Gardeners are born ‘gifters‘! They give all year round, frequently being extra generous at holiday times.
You are no different! You can share the bounty of your garden with your special family or friends.
Bright preserved fruits or vegetables in their shining glass jars bring their own presentation.
Yummy Gifts From the Gardner
Your ripe tomatoes can become a tasty pasta sauce, sealed and ready for your friends or family to enjoy. Those last green tomatoes can become delicious chutney.
Veggies can be combined into a soup mix which lets you give a sample of the things you grow. Your memorable vegetable stew recipe can be added to the packaging on a pretty card.
You can expand the preserves, jams and jellies option through your produce and beyond. Last bits, including carrots, beans, peppers, onions can be pickled into a “Last of the Garden” relish mix. I love the bright colors that can go with this mixture.
Preserves from fruit available in your garden will become smaller, beautiful gifts. I’ve not been able to get into berries, but I know many people have fruitful strawberry, raspberry and blueberry patches. The canes keep producing when the berries are picked. They’ll keep working for you till frost, giving you some marvelous gift material.
Were your Zucchini vines on a run-away this summer? Zucchini can be shredded and frozen as gifts to your baking friend to use for quick bread. Include a sachet of spices for their favorite recipe. Zucchini bread can be baked, wrapped tightly and frozen to accumulate through the harvest season for delivery at the holidays.
Pretty Gifts from the GardenER
People on your gift list who love plants will enjoy cuttings from your favorites. Soft plants which can serve as houseplants till spring. Cuttings from shrubs can be set up in pots for spring planting.
Easiest for houseplants are decorative sweet potatoes, coleus, begonias, impatiens, mouse ears, bridal veil, and purple heart (or wandering Jew). I’m taking cuttings right now to root and plant toward gifting time or to keep for my containers next summer. I have some already rooted and ready to go into soil. My favorites to keep and share from season to season are the decorative sweet potatoes along with those listed above. I keep some slips from edible sweet potatoes too because they add a beautiful contrasting vine to a container.
Roses, Creme Myrtle, Rose of Sharon, Mock Orange are all shrubs that I have found easy to start now in early autumn for planting next spring.
Herbs are fun to get started now and give at holiday time so your gift can give flavor right away. Rosemary sprigs can be started in pots. I simply stick them in potting soil and keep them with the other containers. The new starts will be different from your Rosemary plant/shrub. They will prefer to stay damp.They like sunshine and warm, humid conditions while they are taking root. Basil and Parsley are easy to seed in pots any day now to have them ready for gift time.

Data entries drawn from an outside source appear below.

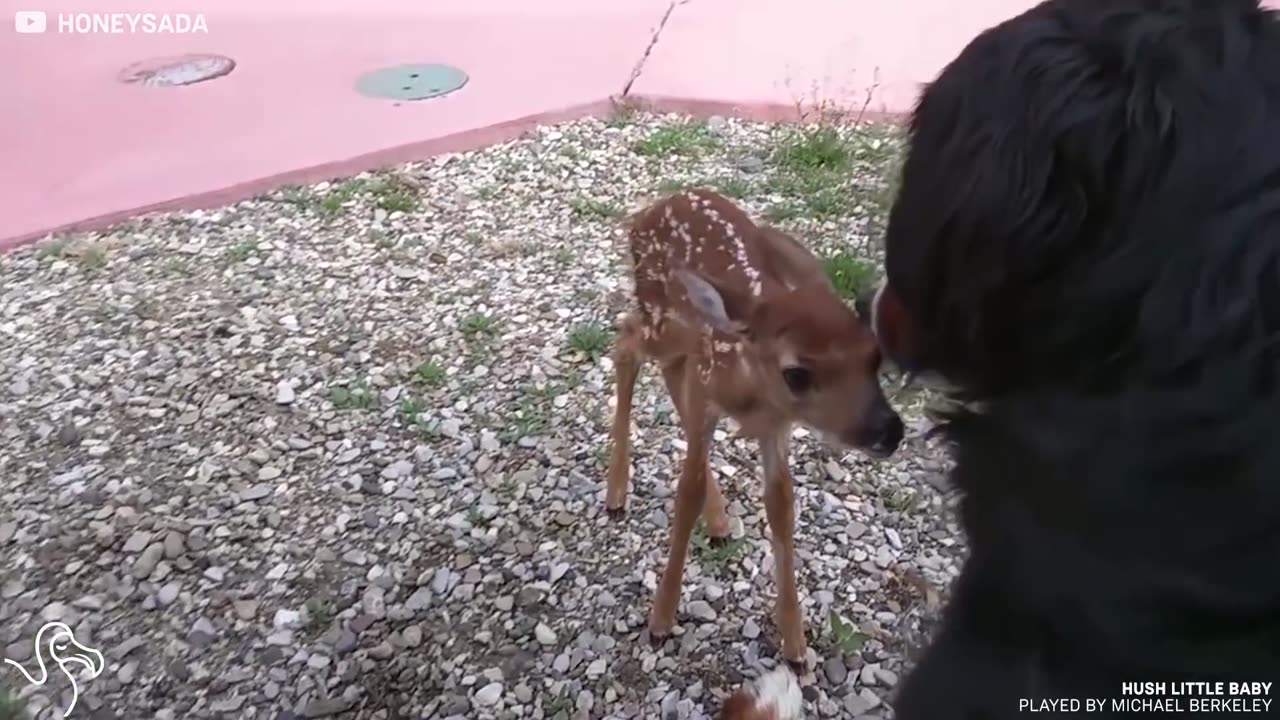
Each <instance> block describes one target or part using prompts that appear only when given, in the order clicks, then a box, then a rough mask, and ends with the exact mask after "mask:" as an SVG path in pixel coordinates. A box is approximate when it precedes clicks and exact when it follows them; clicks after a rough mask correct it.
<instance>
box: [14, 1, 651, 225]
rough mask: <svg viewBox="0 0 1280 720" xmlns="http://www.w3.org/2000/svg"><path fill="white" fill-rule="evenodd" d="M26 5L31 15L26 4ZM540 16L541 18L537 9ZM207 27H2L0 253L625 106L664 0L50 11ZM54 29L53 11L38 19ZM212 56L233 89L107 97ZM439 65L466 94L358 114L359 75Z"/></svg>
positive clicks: (465, 1)
mask: <svg viewBox="0 0 1280 720" xmlns="http://www.w3.org/2000/svg"><path fill="white" fill-rule="evenodd" d="M33 5H40V4H38V3H33ZM532 5H536V6H538V8H536V9H531V6H532ZM157 6H163V8H164V9H165V12H168V13H180V12H184V10H186V12H204V14H205V18H206V20H207V26H209V32H207V35H65V33H56V32H54V23H55V18H54V17H50V18H49V31H47V32H46V33H44V35H19V33H17V32H14V26H13V19H12V17H8V15H9V13H5V15H6V17H5V18H3V20H4V23H5V24H4V26H3V27H0V33H3V35H0V67H4V68H9V72H4V73H0V104H3V105H0V159H3V160H0V250H3V249H4V247H6V246H12V245H14V243H15V242H19V241H22V240H27V238H31V237H33V236H40V234H42V233H45V232H49V231H50V229H56V228H63V227H67V225H69V224H74V223H83V222H84V220H95V222H92V223H88V224H102V222H104V220H113V219H119V218H122V217H125V215H129V214H133V213H136V211H137V210H141V209H152V208H168V206H175V205H178V204H182V205H189V206H196V205H210V204H215V202H221V201H232V200H234V199H238V197H243V196H246V195H251V193H253V192H257V191H262V190H265V188H268V187H270V186H273V184H279V183H280V182H282V181H285V179H288V181H291V182H298V181H317V179H323V178H325V177H333V176H337V174H344V173H349V172H356V170H360V169H366V168H369V167H374V165H378V164H384V163H390V161H397V160H401V159H404V158H411V156H425V155H429V154H434V152H439V151H445V150H461V149H471V147H476V146H480V145H485V143H488V142H492V141H495V140H504V138H509V137H515V136H516V135H517V133H518V132H520V131H522V129H524V128H525V127H527V124H529V119H530V117H539V118H543V119H557V118H567V117H575V115H581V114H584V113H585V111H586V110H591V109H598V108H596V106H598V105H599V104H600V102H602V101H604V100H607V99H608V97H609V96H611V95H614V94H618V92H621V90H622V87H623V86H625V83H626V81H627V78H630V76H631V73H632V70H634V68H635V65H636V63H637V61H639V59H640V58H641V56H643V55H644V50H645V47H646V46H648V45H649V42H650V40H652V36H653V31H654V29H657V27H658V23H659V20H660V19H662V17H663V14H664V13H666V12H667V8H668V4H667V1H666V0H609V1H608V3H599V1H596V0H556V1H554V3H535V4H530V3H529V1H527V0H504V1H498V0H431V1H429V3H422V1H415V0H372V1H361V3H353V1H351V0H307V1H296V3H288V4H287V3H275V4H271V3H270V1H269V0H268V1H264V3H256V1H255V0H221V1H218V3H215V1H212V0H209V1H206V3H205V4H204V6H201V5H198V4H192V3H174V4H170V3H164V4H160V5H156V4H155V3H148V4H146V5H142V4H140V3H133V4H132V6H131V3H128V1H127V0H125V1H122V3H116V1H113V3H105V1H97V3H88V1H81V3H79V5H78V6H77V5H76V4H74V3H61V4H58V5H56V10H60V12H76V10H97V12H101V10H104V8H106V9H109V10H111V12H129V10H133V9H145V10H152V12H154V10H155V9H156V8H157ZM45 9H46V10H49V12H50V13H51V14H52V12H54V10H55V8H49V6H46V8H45ZM187 53H218V54H224V55H229V56H232V58H234V59H236V61H237V63H238V67H237V68H236V70H234V72H232V74H229V76H227V77H224V78H219V79H214V81H210V82H205V83H200V85H193V86H188V87H142V86H131V85H123V83H120V82H118V79H116V74H118V73H119V72H120V70H122V69H123V68H124V67H127V65H129V64H132V63H134V61H137V60H141V59H146V58H151V56H165V55H179V54H187ZM431 61H443V63H449V64H454V65H457V67H461V68H463V69H465V70H466V72H467V73H468V76H470V81H468V83H467V86H466V87H463V88H462V90H461V91H458V92H456V94H453V95H449V96H445V97H440V99H433V100H430V101H422V102H406V104H402V105H396V104H394V102H393V101H384V100H375V99H367V97H362V96H360V95H357V94H356V92H355V90H353V85H355V81H356V78H357V77H358V76H360V74H361V73H364V72H365V70H369V69H375V68H379V67H383V65H392V64H401V63H431Z"/></svg>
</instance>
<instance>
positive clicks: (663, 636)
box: [645, 630, 671, 650]
mask: <svg viewBox="0 0 1280 720" xmlns="http://www.w3.org/2000/svg"><path fill="white" fill-rule="evenodd" d="M645 634H646V635H649V647H650V648H653V650H659V648H662V646H663V643H666V642H667V641H669V639H671V630H667V632H666V633H655V632H653V630H648V632H646V633H645Z"/></svg>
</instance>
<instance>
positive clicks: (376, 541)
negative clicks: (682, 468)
mask: <svg viewBox="0 0 1280 720" xmlns="http://www.w3.org/2000/svg"><path fill="white" fill-rule="evenodd" d="M833 138H838V143H837V145H838V147H837V150H836V151H835V152H836V155H837V158H836V160H837V161H835V163H833V164H835V165H837V168H836V172H835V174H827V176H820V177H819V176H814V174H805V173H806V170H805V163H810V164H813V163H817V164H822V161H820V155H822V147H820V145H822V143H820V142H817V145H818V146H819V147H818V149H817V151H815V155H814V154H810V155H804V152H801V151H799V150H797V151H796V152H795V156H790V155H786V152H787V151H786V150H778V149H780V147H781V149H787V147H792V146H797V145H796V143H797V142H801V141H803V140H804V138H803V137H801V136H797V135H796V131H794V129H788V128H783V127H776V126H768V124H751V123H742V122H737V120H726V119H722V118H713V119H712V120H709V122H707V123H690V122H686V120H684V119H680V118H673V117H652V115H643V114H634V113H623V114H620V115H618V117H616V118H613V119H609V120H581V122H575V123H570V124H564V126H558V127H549V128H540V129H538V131H535V132H531V133H529V136H527V137H525V138H522V140H520V141H515V142H511V143H506V145H500V146H494V147H489V149H485V150H481V151H476V152H467V154H461V155H449V156H442V158H436V159H433V160H430V161H426V163H419V164H412V165H407V167H402V168H397V169H394V170H393V172H388V173H380V174H370V176H361V177H357V178H352V179H347V181H342V182H335V183H326V184H320V186H314V187H306V188H287V190H283V191H280V192H278V193H275V195H273V196H270V197H260V199H255V200H251V201H244V202H241V204H237V205H233V206H229V208H223V209H218V210H207V211H193V213H177V214H168V215H157V217H150V218H142V219H137V220H132V222H128V223H125V224H122V225H118V227H115V228H111V229H110V231H105V232H100V233H86V234H69V236H61V237H56V238H52V240H50V241H46V242H44V243H41V245H37V246H35V247H28V249H24V250H22V251H18V252H15V254H12V255H9V256H6V258H0V557H3V561H0V650H3V653H4V656H5V657H9V659H14V660H19V661H23V662H24V664H26V665H27V666H28V667H31V669H35V659H33V657H32V641H33V638H35V637H36V632H37V630H38V628H40V626H41V625H42V624H44V623H46V621H50V620H63V621H65V623H68V624H69V625H70V626H72V628H73V629H74V630H76V637H77V639H78V641H81V642H82V643H86V644H88V646H91V647H96V648H99V650H101V652H102V653H104V656H105V659H106V667H105V671H104V673H102V674H101V675H100V676H97V678H96V679H92V680H87V682H83V683H81V689H82V692H81V696H79V703H78V705H77V707H76V716H84V717H122V719H131V720H132V719H150V717H155V719H177V717H244V719H253V717H269V719H285V717H360V719H390V717H440V719H445V717H448V719H454V717H458V719H461V717H476V719H489V717H494V719H513V717H529V719H539V717H547V719H563V720H570V719H588V717H593V719H594V717H611V719H612V717H663V719H667V717H678V719H686V717H708V716H710V715H713V714H714V711H716V708H717V707H718V706H719V702H721V700H722V698H723V697H724V696H726V694H727V693H728V692H731V691H733V689H736V687H737V685H739V684H740V683H742V682H744V679H750V678H753V676H755V675H758V674H759V673H762V671H764V670H765V669H768V667H772V666H774V665H776V662H777V660H776V657H777V655H776V648H774V644H773V643H774V634H773V628H772V623H771V620H769V611H771V609H772V606H773V580H772V557H771V553H769V543H768V539H767V537H765V523H764V511H763V505H762V502H760V501H759V497H760V492H762V489H760V483H759V479H758V469H756V461H755V452H754V448H753V447H751V446H749V445H748V443H745V442H742V441H741V439H739V438H736V437H735V434H733V432H732V428H730V427H727V425H726V427H722V433H721V439H722V442H719V443H718V446H717V447H716V450H714V454H713V466H714V468H716V469H717V473H719V475H721V483H722V486H723V487H724V492H726V495H727V496H728V497H730V501H731V507H730V512H731V515H732V516H733V525H735V534H733V537H735V539H733V541H732V542H730V543H728V544H727V546H724V547H719V546H717V547H712V546H708V544H707V543H705V542H701V541H698V542H696V543H695V548H694V552H692V556H691V559H690V565H689V568H687V570H686V575H685V593H684V600H682V606H681V616H680V626H678V628H677V634H676V637H673V638H672V639H669V641H667V642H666V643H664V644H662V646H657V647H655V646H653V644H652V643H650V642H649V638H648V637H646V633H645V632H644V624H645V615H646V612H648V610H649V602H650V598H652V593H653V589H654V585H655V582H657V575H658V573H659V571H660V569H662V561H663V559H664V557H666V543H667V523H668V515H669V512H671V497H672V482H673V479H675V477H676V474H677V468H678V464H677V462H678V459H680V452H681V443H680V441H678V429H677V427H676V424H675V418H673V413H672V409H671V405H669V402H668V400H667V398H666V397H664V396H663V395H662V393H660V380H659V379H658V378H657V373H655V372H649V373H645V374H643V375H641V378H643V379H641V384H640V386H639V387H637V395H636V411H635V424H636V430H635V436H634V443H635V450H634V469H635V480H634V489H632V495H631V501H630V514H628V518H627V519H626V520H625V521H622V523H609V521H608V519H607V516H605V514H604V511H603V473H604V462H605V459H607V450H608V448H607V446H605V443H607V437H608V424H609V420H611V414H612V409H611V406H612V402H613V398H612V377H611V369H609V360H608V355H607V343H608V338H609V336H608V333H609V332H612V323H613V319H614V318H616V316H617V314H618V311H621V310H622V309H623V307H625V305H626V301H627V297H626V287H627V284H626V281H625V265H623V261H622V255H621V252H620V245H618V241H620V240H621V237H622V236H621V232H620V229H618V227H617V222H616V218H617V215H618V214H620V213H621V211H622V210H623V209H627V208H634V206H636V205H637V202H640V201H643V200H644V199H646V197H653V196H654V195H655V193H658V192H659V191H663V190H669V188H672V187H675V186H676V184H678V183H681V182H694V183H704V184H713V186H717V187H721V188H722V190H723V191H724V192H727V193H732V195H736V196H740V197H741V199H742V200H741V201H742V204H744V205H745V206H746V208H749V209H750V210H751V211H753V213H754V214H756V215H768V217H771V218H774V219H776V220H777V222H778V223H780V224H782V225H783V227H787V228H790V229H794V231H796V233H797V236H799V237H801V238H803V240H805V241H806V242H809V243H810V245H812V246H814V247H815V249H817V250H819V251H820V252H823V254H832V252H861V254H867V258H869V259H870V261H874V251H873V243H872V242H869V241H868V234H869V233H870V234H874V233H876V232H878V231H877V228H878V227H879V223H881V222H882V214H883V201H884V197H887V192H888V190H887V186H886V177H888V176H887V173H890V169H891V168H892V167H893V161H895V158H896V150H897V140H896V137H895V136H893V133H892V132H891V131H888V129H886V128H876V127H864V128H854V129H851V128H849V127H842V128H840V129H838V132H835V135H831V136H829V137H827V140H828V141H832V142H833ZM810 140H812V138H810ZM788 143H790V145H788ZM810 145H813V143H810ZM828 145H831V142H828ZM806 147H808V150H814V147H812V146H806ZM828 150H829V147H828ZM813 156H819V160H818V161H814V160H813ZM806 158H808V160H806ZM837 176H838V178H837ZM814 178H817V181H814ZM823 178H826V179H823ZM832 178H837V179H838V182H840V183H842V184H832V183H835V182H837V181H836V179H832ZM810 181H813V182H810ZM818 181H820V182H818ZM824 188H826V190H824ZM846 260H847V258H846ZM924 400H925V398H924V397H923V396H910V397H900V398H899V402H901V404H902V407H904V415H905V416H906V418H908V424H909V427H910V428H911V430H910V434H909V441H908V442H906V443H905V445H904V447H902V450H901V451H900V452H899V454H897V455H895V456H893V457H892V459H890V460H886V461H879V462H873V461H870V460H868V459H864V457H861V456H859V455H856V454H850V455H846V456H838V455H836V454H832V452H828V451H824V450H822V448H819V447H818V446H817V445H815V443H814V442H812V438H808V437H804V436H803V433H801V434H800V436H797V437H800V439H799V442H797V446H796V451H795V454H794V456H792V466H794V469H795V475H796V484H797V489H796V501H797V532H796V546H797V561H799V565H800V580H799V582H800V589H801V598H803V602H804V606H805V611H806V621H808V624H809V637H810V644H812V650H810V657H809V667H808V671H806V673H805V675H804V676H803V678H801V684H803V685H804V688H805V698H806V712H808V716H810V717H859V716H870V717H879V716H887V715H888V714H890V711H888V708H887V705H886V703H887V701H888V700H890V697H891V693H892V688H893V685H895V683H896V682H897V678H899V676H900V675H901V674H902V671H904V665H905V664H906V662H909V659H910V656H911V652H913V651H914V648H916V647H918V646H919V643H920V638H922V637H923V633H927V632H928V624H929V620H931V618H932V616H933V615H934V611H936V609H937V606H938V603H940V598H943V597H945V587H946V584H947V583H948V580H950V578H952V577H954V575H955V573H956V570H957V564H959V561H960V559H961V553H963V547H961V543H960V541H959V534H957V532H956V528H955V525H954V520H952V516H951V512H950V510H948V505H950V500H948V497H947V496H946V495H945V492H943V488H942V486H941V483H942V480H941V478H942V473H943V470H945V460H943V456H942V454H941V451H940V448H936V447H931V446H928V445H927V443H925V441H924V439H923V438H922V437H920V433H922V430H923V429H924V428H925V424H924V420H923V415H922V413H920V409H919V405H920V402H923V401H924ZM695 539H698V538H695ZM0 683H4V684H6V685H9V688H12V689H13V691H15V692H18V693H19V694H22V696H26V697H27V705H28V707H29V710H32V711H36V712H37V714H38V716H40V717H60V716H61V712H63V708H64V707H65V702H64V701H65V700H67V697H69V696H68V694H67V693H68V692H69V691H67V688H68V687H69V685H68V683H67V682H65V680H60V679H59V678H55V679H54V680H51V682H50V684H49V685H46V687H44V688H29V687H24V685H26V684H24V683H23V682H22V679H20V676H19V675H18V674H17V671H14V670H13V669H12V667H9V666H4V665H0ZM59 683H60V684H59ZM58 692H63V697H61V698H59V697H52V698H50V697H45V696H46V694H55V696H56V693H58ZM41 693H45V694H41ZM50 703H52V705H50ZM0 705H3V703H0ZM0 712H3V710H0Z"/></svg>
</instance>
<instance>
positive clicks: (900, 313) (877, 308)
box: [854, 281, 922, 369]
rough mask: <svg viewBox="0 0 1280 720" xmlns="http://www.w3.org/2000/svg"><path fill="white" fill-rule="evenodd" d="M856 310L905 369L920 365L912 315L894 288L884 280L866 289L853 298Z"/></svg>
mask: <svg viewBox="0 0 1280 720" xmlns="http://www.w3.org/2000/svg"><path fill="white" fill-rule="evenodd" d="M854 310H855V311H856V313H858V316H859V318H860V319H861V320H863V323H865V324H867V327H868V328H870V331H872V333H873V334H874V336H876V341H877V342H878V343H879V346H881V352H882V354H883V355H884V356H887V357H888V359H890V360H891V361H892V363H893V364H895V365H897V366H899V368H902V369H915V368H918V366H919V363H920V360H922V359H920V357H918V348H916V347H915V343H914V342H913V340H911V338H913V334H914V333H913V329H911V322H910V316H909V315H908V313H906V309H905V307H902V302H901V301H900V300H899V299H897V295H896V293H895V292H893V288H892V287H891V286H890V284H888V281H884V283H883V284H881V286H879V287H878V288H876V291H874V292H867V293H863V295H861V296H859V297H858V299H855V300H854Z"/></svg>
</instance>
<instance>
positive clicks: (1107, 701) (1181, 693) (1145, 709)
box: [1018, 682, 1274, 714]
mask: <svg viewBox="0 0 1280 720" xmlns="http://www.w3.org/2000/svg"><path fill="white" fill-rule="evenodd" d="M1271 685H1272V683H1220V682H1211V683H1204V682H1185V683H1121V687H1120V696H1119V697H1087V698H1071V697H1066V698H1023V700H1019V701H1018V710H1021V711H1024V712H1053V714H1057V712H1270V711H1271V703H1272V701H1274V698H1272V697H1271Z"/></svg>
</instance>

If you want to care for the plants in your garden location during winter, you can give a promise card for plants to be delivered in spring. Include a photo of the plant in the promise card I recommend starting more than one plant to have a spare.
Seeds And Scents
Gathering seeds from your favorites to share in small packages can be a real treat for your gift list. Do you wonder how to deliver your flower or tree seeds?
Plantable paper is always fun. I found some clear instructions for making your own at NaturesSeed.

I modified the process for the paper that I seeded with marigold seeds. A photo of the paper using a canning jar ring as a frame is in the photo. By making your plantable paper or seed paper now, you can do much of the drying outside. I left the jar-ring in a ‘cat free’ spot where it wouldn’t get ruined to let it air dry.
Purchase or sew small bags from nylon organza. Fill them with favorite seeds for planting in season. The fabric will control the seeds, but will also let them breathe and stay viable.
Aromatics — Mints, lavender, rosemary, roses and others can be put into the little organza bags to bring their sterling herbal scents to your friends. They are so nice in cupboards, drawers and closets.
Bonus
GIFT Cards from your yard: Cuttings from your roses and shrubs will be happiest overwintering in containers in your yard. We all know that there won’t be 100% survival. But there will be close to 50% of the cuttings available for planting next year. You can give a card promising baby lilac, Rose of Sharon, forsythia, Mock Orange. The lilac bushes and Rose of Sharon bushes will probably have some younger starts around their base that would make a viable shrub to move.
Remember there are extra bulbs and roots you can share from your lily beds, hostas and sedum.